Эти пряники, которые мы ели грязно-серыми пальцами, были самыми вкусными в моей жизни.
К полудню в нашем бэтэре что-то гикнулось, нас оттолкали в канаву, и около часа мы стояли на обочине, ремонтируясь и глядя, как мимо нескончаемым потоком идет колонна нашего полка. Колонна была просто огромная, километров под десять, наверное.
За лесопосадкой светились оцинкованные крыши какого-то села. Взводный приказал поглядывать в ту сторону. Никто из колонны не остановился.
Поломка оказалась пустяковой, починились мы легко и быстро нагнали своих. Но то, что нас бросили, засело в печенках навсегда.
Потом к нам подсел какой-то офицер в больших очках. Линзы ему забивало грязью, он их снимал, протирал платком, но через две минуты они снова становились грязными. В конце концов чистить очки ему надоело, и он просто чертил пальцами две горизонтальные черты и смотрел сквозь них, как сквозь триплексы.
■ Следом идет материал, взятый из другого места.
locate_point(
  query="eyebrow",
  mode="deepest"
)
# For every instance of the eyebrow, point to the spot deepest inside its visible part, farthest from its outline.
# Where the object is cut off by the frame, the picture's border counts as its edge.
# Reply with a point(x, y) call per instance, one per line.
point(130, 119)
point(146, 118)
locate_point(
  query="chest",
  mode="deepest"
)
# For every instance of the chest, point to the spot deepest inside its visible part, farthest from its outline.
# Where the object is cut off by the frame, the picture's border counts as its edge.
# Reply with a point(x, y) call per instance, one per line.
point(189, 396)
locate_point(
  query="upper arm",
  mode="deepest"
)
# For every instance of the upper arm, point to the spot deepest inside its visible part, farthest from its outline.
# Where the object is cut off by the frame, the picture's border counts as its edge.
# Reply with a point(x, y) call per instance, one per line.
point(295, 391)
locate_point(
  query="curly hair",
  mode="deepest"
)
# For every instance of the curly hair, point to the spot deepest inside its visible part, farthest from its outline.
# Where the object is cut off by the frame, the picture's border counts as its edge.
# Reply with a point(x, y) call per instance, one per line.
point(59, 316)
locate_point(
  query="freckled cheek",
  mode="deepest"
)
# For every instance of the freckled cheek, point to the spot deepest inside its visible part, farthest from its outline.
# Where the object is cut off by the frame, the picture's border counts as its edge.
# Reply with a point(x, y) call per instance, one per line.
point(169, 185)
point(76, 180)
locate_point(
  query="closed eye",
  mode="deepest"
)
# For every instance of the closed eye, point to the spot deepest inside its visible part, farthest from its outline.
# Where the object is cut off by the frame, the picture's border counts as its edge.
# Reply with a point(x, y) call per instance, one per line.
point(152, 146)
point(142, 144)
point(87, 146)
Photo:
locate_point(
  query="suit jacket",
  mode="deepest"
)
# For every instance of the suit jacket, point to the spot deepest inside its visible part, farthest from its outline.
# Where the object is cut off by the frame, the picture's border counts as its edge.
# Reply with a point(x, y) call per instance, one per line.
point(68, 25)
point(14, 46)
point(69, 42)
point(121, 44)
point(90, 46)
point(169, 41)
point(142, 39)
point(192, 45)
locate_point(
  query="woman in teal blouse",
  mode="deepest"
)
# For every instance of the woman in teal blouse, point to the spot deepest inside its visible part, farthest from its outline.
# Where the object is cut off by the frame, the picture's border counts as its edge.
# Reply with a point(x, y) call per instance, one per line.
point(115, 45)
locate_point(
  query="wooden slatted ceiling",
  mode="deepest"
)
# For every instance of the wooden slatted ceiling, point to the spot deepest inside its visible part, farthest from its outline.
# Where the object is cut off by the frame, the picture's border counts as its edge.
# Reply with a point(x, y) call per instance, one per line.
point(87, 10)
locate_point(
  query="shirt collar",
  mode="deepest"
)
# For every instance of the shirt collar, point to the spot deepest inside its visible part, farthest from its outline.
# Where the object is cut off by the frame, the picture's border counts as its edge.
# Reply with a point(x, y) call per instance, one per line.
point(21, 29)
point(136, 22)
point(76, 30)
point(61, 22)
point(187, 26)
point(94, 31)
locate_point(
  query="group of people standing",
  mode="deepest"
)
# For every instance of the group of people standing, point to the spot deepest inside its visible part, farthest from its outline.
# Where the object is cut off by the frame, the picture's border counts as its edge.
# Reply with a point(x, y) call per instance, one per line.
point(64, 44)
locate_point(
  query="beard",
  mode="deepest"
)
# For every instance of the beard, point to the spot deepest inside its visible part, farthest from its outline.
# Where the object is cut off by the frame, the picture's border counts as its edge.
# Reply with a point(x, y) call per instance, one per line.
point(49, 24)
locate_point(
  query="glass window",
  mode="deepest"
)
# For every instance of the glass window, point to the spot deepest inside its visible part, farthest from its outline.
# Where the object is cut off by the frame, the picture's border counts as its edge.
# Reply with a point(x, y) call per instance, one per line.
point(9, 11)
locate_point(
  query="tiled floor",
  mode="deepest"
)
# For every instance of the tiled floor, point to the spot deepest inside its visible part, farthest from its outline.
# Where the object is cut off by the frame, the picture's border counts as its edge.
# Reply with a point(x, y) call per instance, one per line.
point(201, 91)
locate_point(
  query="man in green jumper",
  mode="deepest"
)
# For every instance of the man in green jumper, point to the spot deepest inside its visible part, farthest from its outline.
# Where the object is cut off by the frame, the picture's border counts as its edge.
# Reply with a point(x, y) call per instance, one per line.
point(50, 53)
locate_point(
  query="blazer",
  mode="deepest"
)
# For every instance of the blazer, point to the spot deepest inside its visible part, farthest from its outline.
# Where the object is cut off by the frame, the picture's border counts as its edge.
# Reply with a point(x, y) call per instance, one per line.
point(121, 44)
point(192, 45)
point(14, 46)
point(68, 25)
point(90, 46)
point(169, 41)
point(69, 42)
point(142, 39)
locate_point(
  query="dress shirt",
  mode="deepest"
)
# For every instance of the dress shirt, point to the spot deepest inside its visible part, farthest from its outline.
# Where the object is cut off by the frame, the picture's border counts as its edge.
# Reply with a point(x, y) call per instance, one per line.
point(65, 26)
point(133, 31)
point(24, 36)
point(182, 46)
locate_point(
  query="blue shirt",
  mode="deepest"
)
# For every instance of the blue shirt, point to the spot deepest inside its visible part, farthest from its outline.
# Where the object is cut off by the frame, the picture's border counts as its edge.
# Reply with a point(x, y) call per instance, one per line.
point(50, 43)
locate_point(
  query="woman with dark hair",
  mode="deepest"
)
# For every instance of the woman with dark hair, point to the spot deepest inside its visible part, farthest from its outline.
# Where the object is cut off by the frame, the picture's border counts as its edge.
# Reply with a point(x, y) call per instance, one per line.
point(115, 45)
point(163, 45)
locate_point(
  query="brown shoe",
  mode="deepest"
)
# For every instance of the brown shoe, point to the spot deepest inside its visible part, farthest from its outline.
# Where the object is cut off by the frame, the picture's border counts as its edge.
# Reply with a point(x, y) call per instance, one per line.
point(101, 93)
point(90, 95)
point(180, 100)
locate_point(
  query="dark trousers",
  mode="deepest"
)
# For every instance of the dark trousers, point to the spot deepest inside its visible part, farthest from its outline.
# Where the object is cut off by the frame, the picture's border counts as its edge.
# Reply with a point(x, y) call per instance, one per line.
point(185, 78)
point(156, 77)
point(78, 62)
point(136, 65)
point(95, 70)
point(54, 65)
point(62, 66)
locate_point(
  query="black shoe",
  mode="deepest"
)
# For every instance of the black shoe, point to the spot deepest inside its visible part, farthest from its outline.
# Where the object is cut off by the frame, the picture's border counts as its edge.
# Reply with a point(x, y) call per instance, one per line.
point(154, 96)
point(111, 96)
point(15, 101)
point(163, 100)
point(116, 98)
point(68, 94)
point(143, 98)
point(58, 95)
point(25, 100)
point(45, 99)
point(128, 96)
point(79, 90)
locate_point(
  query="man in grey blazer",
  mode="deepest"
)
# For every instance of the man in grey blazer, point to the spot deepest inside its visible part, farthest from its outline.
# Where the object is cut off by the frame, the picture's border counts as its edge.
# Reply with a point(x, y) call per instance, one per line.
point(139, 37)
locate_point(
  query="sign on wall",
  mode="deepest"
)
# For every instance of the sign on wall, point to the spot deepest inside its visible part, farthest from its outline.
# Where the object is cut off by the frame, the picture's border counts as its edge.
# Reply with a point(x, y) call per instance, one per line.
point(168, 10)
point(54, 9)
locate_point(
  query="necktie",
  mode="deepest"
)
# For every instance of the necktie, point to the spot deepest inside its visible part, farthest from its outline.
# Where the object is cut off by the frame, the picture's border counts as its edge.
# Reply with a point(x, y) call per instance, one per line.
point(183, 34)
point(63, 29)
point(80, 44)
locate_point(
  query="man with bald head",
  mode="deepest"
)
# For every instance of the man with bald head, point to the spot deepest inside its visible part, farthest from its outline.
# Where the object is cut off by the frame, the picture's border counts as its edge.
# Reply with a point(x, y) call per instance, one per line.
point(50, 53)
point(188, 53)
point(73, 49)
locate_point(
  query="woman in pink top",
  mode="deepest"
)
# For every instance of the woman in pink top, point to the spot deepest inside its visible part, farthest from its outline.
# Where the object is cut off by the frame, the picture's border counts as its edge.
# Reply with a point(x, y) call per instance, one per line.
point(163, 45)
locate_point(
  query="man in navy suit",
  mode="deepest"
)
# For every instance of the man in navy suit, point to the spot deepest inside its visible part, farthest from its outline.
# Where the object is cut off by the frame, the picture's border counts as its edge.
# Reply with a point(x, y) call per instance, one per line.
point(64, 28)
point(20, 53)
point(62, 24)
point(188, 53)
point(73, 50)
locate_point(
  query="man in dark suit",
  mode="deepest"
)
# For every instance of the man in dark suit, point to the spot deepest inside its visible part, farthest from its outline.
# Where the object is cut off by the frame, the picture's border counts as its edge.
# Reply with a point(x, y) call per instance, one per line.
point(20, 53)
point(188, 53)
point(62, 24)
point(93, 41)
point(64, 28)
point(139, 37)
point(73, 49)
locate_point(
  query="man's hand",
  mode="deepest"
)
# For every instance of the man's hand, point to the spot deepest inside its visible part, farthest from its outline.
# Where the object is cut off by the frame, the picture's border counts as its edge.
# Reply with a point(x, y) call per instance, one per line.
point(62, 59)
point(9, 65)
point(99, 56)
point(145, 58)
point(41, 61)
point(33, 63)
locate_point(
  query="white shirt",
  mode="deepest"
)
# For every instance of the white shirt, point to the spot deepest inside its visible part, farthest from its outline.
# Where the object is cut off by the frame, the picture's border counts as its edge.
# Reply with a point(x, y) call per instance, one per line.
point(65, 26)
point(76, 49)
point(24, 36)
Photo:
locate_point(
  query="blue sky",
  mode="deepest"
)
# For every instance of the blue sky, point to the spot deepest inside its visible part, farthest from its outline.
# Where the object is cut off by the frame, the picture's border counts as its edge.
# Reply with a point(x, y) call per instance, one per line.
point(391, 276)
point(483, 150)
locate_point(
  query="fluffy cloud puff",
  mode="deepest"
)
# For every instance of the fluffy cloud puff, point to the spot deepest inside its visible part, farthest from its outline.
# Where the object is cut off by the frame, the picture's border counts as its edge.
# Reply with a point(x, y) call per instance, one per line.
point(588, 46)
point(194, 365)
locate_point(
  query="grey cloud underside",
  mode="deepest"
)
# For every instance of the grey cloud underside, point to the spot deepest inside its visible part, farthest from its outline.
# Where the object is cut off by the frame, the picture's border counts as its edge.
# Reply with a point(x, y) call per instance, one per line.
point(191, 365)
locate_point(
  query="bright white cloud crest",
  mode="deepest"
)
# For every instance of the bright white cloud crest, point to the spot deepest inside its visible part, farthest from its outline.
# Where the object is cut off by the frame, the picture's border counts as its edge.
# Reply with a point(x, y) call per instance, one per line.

В тот день мы прошли почти всю равнинную Чечню — боев здесь уже не было, армия стояла на подступах к Грозному, а полк наш шел вторым эшелоном — и с темнотой остановились перед двумя какими-то горками, возвышающимися уступами прямо над дорогой, которая входила в них, как река в ущелье. Очень нехарактерное для равнинной Чечни место, к слову. Где это было, не знаю до сих пор. Нам никто никогда ничего не говорил: куда едем, зачем; никто не ставил боевых задач и вообще ни о чем не информировал — просто сажали на броню и везли. Для чего — хрен его знает. Серая солдатская скотинка.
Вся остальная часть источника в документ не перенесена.